Acción contra el Hambre impulsa soluciones innovadoras para enfrentar la sequía en el Corredor Seco

Nuestra directora regional en Centroamérica, Farida Gadzhimirzaeva viajó a Talquezal, departamento de Chiquimula en el corredor seco de Guatemala, para conocer cómo la comunidad ha logrado enfrentar la sequía extrema y la falta de alimentos con el apoyo de Acción contra el Hambre. Gracias al proyecto: “Árbol de lluvia”, dirigido a mujeres de la comunidad. Los cultivos están prosperando, y las familias tienen acceso a más alimentos. A través de este proyecto conocemos la historia de Alicia; de cómo superó un desastre natural con huertos comunitarios:

Talquezal, una comunidad del Corredor Seco de Guatemala, ha sido duramente golpeada por los efectos del cambio climático, enfrentando sequías extremas, deslizamientos de tierra y la pérdida de cultivos esenciales para la alimentación de sus habitantes. En un contexto donde el 25-50% de la población depende de la agricultura de subsistencia, la falta de agua y la degradación del suelo han puesto en riesgo la seguridad alimentaria de miles de familias. Ante esta situación, Acción contra el Hambre ha implementado proyectos innovadores para mitigar el impacto de la sequía y fortalecer la resiliencia de la comunidad.

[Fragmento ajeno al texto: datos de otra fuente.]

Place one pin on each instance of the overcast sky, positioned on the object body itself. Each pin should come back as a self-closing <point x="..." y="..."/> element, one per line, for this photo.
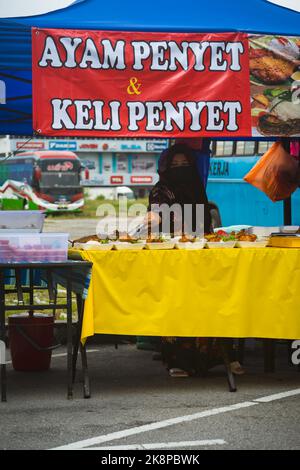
<point x="11" y="8"/>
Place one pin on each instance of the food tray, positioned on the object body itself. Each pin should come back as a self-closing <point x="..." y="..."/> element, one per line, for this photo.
<point x="21" y="221"/>
<point x="220" y="245"/>
<point x="33" y="247"/>
<point x="285" y="242"/>
<point x="256" y="244"/>
<point x="190" y="245"/>
<point x="129" y="246"/>
<point x="168" y="245"/>
<point x="93" y="245"/>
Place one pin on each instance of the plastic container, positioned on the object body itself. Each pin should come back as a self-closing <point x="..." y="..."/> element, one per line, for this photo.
<point x="262" y="232"/>
<point x="285" y="242"/>
<point x="129" y="246"/>
<point x="167" y="245"/>
<point x="198" y="245"/>
<point x="255" y="244"/>
<point x="33" y="247"/>
<point x="289" y="229"/>
<point x="94" y="245"/>
<point x="221" y="245"/>
<point x="21" y="221"/>
<point x="39" y="329"/>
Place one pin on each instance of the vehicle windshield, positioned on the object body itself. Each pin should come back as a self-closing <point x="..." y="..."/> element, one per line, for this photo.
<point x="60" y="174"/>
<point x="59" y="179"/>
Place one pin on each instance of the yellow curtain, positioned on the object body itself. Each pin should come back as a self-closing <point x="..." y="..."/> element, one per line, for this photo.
<point x="211" y="292"/>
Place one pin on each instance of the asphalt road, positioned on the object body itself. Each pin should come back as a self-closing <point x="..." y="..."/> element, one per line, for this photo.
<point x="130" y="390"/>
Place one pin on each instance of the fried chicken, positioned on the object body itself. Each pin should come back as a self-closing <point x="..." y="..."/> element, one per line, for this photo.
<point x="269" y="68"/>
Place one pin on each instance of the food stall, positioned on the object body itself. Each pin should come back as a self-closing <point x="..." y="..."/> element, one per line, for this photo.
<point x="240" y="65"/>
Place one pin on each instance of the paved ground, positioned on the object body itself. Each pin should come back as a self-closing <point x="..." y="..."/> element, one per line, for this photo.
<point x="132" y="397"/>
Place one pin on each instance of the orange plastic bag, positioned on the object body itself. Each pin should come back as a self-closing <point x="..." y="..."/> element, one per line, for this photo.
<point x="276" y="173"/>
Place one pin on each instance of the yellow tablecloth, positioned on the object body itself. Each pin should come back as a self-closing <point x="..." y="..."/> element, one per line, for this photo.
<point x="212" y="292"/>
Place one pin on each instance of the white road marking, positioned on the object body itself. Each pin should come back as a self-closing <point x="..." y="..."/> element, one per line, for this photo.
<point x="62" y="354"/>
<point x="153" y="426"/>
<point x="278" y="396"/>
<point x="163" y="445"/>
<point x="171" y="422"/>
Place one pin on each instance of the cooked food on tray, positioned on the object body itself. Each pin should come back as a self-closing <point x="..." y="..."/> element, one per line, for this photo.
<point x="86" y="239"/>
<point x="275" y="61"/>
<point x="283" y="117"/>
<point x="244" y="236"/>
<point x="269" y="68"/>
<point x="155" y="239"/>
<point x="157" y="242"/>
<point x="187" y="239"/>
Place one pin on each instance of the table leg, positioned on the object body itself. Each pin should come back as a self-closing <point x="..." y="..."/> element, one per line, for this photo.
<point x="80" y="305"/>
<point x="269" y="355"/>
<point x="241" y="350"/>
<point x="69" y="335"/>
<point x="86" y="380"/>
<point x="230" y="376"/>
<point x="2" y="335"/>
<point x="31" y="296"/>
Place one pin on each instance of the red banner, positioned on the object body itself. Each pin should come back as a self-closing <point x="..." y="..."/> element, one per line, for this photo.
<point x="128" y="84"/>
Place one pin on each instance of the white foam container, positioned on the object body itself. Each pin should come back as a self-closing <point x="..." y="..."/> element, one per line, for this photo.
<point x="289" y="228"/>
<point x="33" y="247"/>
<point x="199" y="245"/>
<point x="261" y="232"/>
<point x="129" y="246"/>
<point x="256" y="244"/>
<point x="21" y="221"/>
<point x="94" y="245"/>
<point x="221" y="245"/>
<point x="167" y="245"/>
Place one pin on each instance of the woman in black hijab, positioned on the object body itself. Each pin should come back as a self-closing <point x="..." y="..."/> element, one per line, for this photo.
<point x="179" y="183"/>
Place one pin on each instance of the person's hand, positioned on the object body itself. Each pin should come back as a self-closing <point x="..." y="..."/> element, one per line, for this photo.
<point x="152" y="219"/>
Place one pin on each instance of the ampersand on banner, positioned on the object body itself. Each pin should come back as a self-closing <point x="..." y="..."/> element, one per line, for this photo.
<point x="133" y="88"/>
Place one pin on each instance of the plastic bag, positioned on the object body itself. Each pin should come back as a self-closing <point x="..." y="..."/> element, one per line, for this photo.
<point x="276" y="173"/>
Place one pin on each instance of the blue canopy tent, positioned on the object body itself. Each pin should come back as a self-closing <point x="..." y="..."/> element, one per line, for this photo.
<point x="253" y="16"/>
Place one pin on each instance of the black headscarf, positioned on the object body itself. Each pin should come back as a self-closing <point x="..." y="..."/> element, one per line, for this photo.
<point x="188" y="192"/>
<point x="192" y="192"/>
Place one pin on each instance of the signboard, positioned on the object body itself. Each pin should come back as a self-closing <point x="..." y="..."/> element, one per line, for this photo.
<point x="31" y="145"/>
<point x="62" y="145"/>
<point x="141" y="179"/>
<point x="164" y="84"/>
<point x="116" y="179"/>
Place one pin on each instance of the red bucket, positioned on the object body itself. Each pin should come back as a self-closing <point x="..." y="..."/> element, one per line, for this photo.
<point x="28" y="336"/>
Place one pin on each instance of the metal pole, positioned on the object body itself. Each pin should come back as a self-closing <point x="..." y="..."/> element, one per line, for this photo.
<point x="287" y="211"/>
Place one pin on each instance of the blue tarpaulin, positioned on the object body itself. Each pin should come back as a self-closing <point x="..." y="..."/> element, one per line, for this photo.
<point x="253" y="16"/>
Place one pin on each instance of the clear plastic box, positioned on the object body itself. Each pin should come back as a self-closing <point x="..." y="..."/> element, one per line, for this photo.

Uno de los programas clave en la región es el proyecto «Árbol de Lluvia», desarrollado en colaboración con la Universidad de Jaén. Este dispositivo de riego sostenible captura el agua de lluvia y la dirige directamente a las raíces de las plantas, permitiendo el cultivo en condiciones de extrema aridez. Con su implementación, se ha logrado un incremento del 16% en la producción de cultivos como la yuca, un dato relevante en un país donde uno de cada dos niños menores de cinco años sufre desnutrición crónica.

Alicia Suchita Ramírez, una de las beneficiarias del proyecto, ha integrado el «Árbol de Lluvia» en su huerto comunitario, logrando no solo garantizar el alimento para su familia, sino también generar un excedente para la venta en mercados locales. Gracias a la capacitación brindada por Acción contra el Hambre en gestión de recursos hídricos, diversificación de cultivos y administración financiera, Alicia ha fortalecido su autonomía económica y la de otras mujeres de su comunidad.

El impacto del proyecto se extiende más allá del acceso al agua. La organización también ha mejorado las condiciones de vida de los hogares con la instalación de gallineros y la aplicación de técnicas de reforestación, así como con la promoción de cooperativas lideradas por mujeres para fomentar la economía local. La experiencia de Alicia y su comunidad demuestra que, con las herramientas adecuadas y la capacitación necesaria, es posible transformar realidades y enfrentar los desafíos del cambio climático con soluciones sostenibles.

El proyecto «Árbol de Lluvia» sigue en fase de evaluación en terreno, pero sus primeros resultados evidencian que podría ser replicado en otras regiones afectadas por la sequía. Para Acción contra el Hambre, el objetivo es que estas innovaciones no solo beneficien a comunidades específicas, sino que también puedan convertirse en modelos de resiliencia climática para toda la región.